“Assemini è sempre stata legata al cordone ombelicale
regionale che a sua volta è legata a quella del Governo italiano che a sua
volta preferisce nascondersi nel torpore europeo.
Qual è il progetto che l’attuale classe dirigente ha in
testa per far crescere la
Sardegna ? Quale è stato il progetto che fino ad ora hanno
elaborato e seguito gli amministratori comunali? Domanda che continuano a
rimanere inevase perché non esiste alcun progetto. Contemporaneamente l’Isola
continua ad arretrare, Assemini pure, amplificando i drammi individuali e
sociali della crisi generale.
Ogni cinque anni si lancia un’alternativa partitica,
un’alleanza più o meno amalgamata che si impone mediaticamente all’elettore con
programmi in troppi casi disarticolati ed aleatori. La parola “sistema”

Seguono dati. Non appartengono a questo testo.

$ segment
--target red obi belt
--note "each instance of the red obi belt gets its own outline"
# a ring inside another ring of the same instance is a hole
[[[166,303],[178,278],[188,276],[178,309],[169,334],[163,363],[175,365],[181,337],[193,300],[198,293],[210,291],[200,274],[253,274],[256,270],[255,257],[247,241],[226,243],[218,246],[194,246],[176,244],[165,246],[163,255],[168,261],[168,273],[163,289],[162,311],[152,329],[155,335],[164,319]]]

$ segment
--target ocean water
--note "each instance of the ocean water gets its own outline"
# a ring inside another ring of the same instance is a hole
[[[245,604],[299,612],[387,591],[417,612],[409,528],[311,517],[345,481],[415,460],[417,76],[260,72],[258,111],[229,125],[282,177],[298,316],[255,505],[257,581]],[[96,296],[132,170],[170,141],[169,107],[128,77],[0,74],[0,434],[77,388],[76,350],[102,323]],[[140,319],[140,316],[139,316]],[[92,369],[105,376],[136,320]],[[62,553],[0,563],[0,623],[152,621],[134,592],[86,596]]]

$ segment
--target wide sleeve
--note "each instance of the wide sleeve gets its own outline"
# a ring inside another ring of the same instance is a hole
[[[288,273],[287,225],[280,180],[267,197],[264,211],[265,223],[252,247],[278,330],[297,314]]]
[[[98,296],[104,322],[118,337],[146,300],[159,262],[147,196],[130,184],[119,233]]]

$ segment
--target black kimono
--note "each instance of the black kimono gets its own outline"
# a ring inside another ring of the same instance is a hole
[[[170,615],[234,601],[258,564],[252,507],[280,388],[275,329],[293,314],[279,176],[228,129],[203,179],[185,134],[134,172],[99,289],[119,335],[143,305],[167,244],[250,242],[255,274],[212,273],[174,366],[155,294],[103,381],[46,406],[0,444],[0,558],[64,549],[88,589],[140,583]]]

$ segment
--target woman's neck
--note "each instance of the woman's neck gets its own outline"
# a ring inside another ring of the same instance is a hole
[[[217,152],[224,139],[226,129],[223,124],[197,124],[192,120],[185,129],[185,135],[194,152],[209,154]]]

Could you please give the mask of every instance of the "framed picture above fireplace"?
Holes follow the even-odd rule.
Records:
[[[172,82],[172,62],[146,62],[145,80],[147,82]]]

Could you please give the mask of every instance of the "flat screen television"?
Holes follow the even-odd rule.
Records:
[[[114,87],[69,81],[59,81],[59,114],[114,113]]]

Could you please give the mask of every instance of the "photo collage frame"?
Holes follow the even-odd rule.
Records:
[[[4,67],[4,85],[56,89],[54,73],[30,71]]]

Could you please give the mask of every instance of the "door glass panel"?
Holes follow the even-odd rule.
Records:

continua a rimanere lettera morta e la parola “progetto” un sogno. Come se la
politica potesse davvero essere ricondotta in una sterile e fredda offerta
promozionale. Si analizzano i punti di saturazione e si rilancia lo stesso
prodotto con nuovi simboli colorati e denominazioni populiste. Quando la crisi
economica imperversa, mancano le risorse finanziarie per superare i ritardi
infrastrutturali e per avviare doverosi percorsi socioculturali. Conseguentemente,
a mancare, è anche il conseguente ottimismo sociale. Allo stesso modo, se la
politica diventa anch’essa un prodotto, entra in crisi quando a mancare è la
fiducia, da intendersi quale principale mezzo di scambio.

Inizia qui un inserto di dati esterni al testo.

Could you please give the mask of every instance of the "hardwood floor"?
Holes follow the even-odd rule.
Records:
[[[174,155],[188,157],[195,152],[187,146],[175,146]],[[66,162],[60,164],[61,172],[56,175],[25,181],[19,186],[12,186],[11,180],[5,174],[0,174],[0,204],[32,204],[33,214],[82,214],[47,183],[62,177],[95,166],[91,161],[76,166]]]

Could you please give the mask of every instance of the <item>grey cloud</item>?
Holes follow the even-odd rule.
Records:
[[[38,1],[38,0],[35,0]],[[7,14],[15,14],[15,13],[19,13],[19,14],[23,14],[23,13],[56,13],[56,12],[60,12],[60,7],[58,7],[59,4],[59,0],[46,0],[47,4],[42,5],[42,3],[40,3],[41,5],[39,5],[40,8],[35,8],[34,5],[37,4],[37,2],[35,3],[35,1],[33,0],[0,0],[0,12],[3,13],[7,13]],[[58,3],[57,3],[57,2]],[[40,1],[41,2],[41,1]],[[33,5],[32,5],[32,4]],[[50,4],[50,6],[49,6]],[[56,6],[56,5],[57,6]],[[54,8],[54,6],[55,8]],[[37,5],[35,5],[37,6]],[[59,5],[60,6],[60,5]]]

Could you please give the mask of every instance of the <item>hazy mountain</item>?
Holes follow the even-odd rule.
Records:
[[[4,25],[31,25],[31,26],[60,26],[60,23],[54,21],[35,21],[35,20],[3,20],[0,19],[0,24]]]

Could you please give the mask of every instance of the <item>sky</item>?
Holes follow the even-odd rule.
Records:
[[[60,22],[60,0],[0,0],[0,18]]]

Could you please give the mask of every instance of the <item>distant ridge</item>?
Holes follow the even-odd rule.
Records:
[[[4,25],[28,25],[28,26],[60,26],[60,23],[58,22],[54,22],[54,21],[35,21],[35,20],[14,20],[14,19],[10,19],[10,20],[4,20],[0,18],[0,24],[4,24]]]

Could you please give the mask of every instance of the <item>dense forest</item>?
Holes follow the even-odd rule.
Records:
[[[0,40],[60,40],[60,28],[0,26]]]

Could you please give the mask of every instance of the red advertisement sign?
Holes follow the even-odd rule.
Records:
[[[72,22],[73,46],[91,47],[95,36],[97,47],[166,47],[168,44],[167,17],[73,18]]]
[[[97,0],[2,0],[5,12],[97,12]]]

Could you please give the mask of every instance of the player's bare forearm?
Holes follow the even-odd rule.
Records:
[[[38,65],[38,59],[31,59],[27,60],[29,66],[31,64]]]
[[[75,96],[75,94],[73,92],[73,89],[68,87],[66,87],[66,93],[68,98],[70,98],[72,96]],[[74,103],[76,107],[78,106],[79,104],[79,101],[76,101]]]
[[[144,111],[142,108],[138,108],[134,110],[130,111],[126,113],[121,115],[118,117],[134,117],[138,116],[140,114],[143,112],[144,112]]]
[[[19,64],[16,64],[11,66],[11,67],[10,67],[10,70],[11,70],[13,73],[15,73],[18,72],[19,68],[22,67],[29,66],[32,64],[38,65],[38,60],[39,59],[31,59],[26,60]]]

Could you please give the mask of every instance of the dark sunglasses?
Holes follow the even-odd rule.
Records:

Come emerge dal 19esimo rapporto Crenos, il centro di
ricerca dell’Università di Cagliari e Sassari, la Sardegna non è
competitiva. Ciò dipende principalmente: ‹‹dalla carenza di
infrastrutture, da una scarsa propensione all’innovazione e da una bassa
dotazione di capitale umano››. Anche il turismo stenta ad assumere un ruolo
centrale nelle prospettive di sviluppo. ‹‹Diminuiscono gli arrivi e le
presenze, con previsioni di ulteriore contrazione dei flussi››. Ciò
non può ridursi ad una mera analisi macroeconomica, ma deve essere recepita
dalla classe dirigente per attuare un progetto articolato ed inclusivo. Chi
paga il costo della superficialità sono i disoccupati, principalmente giovani,
ed i precari. ‹‹Il
livello di guardia è stato abbondantemente superato››. Non è ammissibile che
la nostra Terra sia ancora in parte sconosciuta. Non è giustificabile che dopo
oltre sessant’anni di autonomia, la
Sardegna , come la sardità, non trovino univoca
identificazione. Non è ragionevole che il suo sviluppo debba ancora dipendere
dalle sempre più disinvolte richieste di assistenza istituzionale e dal
crescente asservimento indotto dei fattori della produzione. Dobbiamo imparare
a scegliere per crescere; dobbiamo imparare a rendere le nostre città elementi
propulsivi sia in ordine orizzontale, sia verticale”.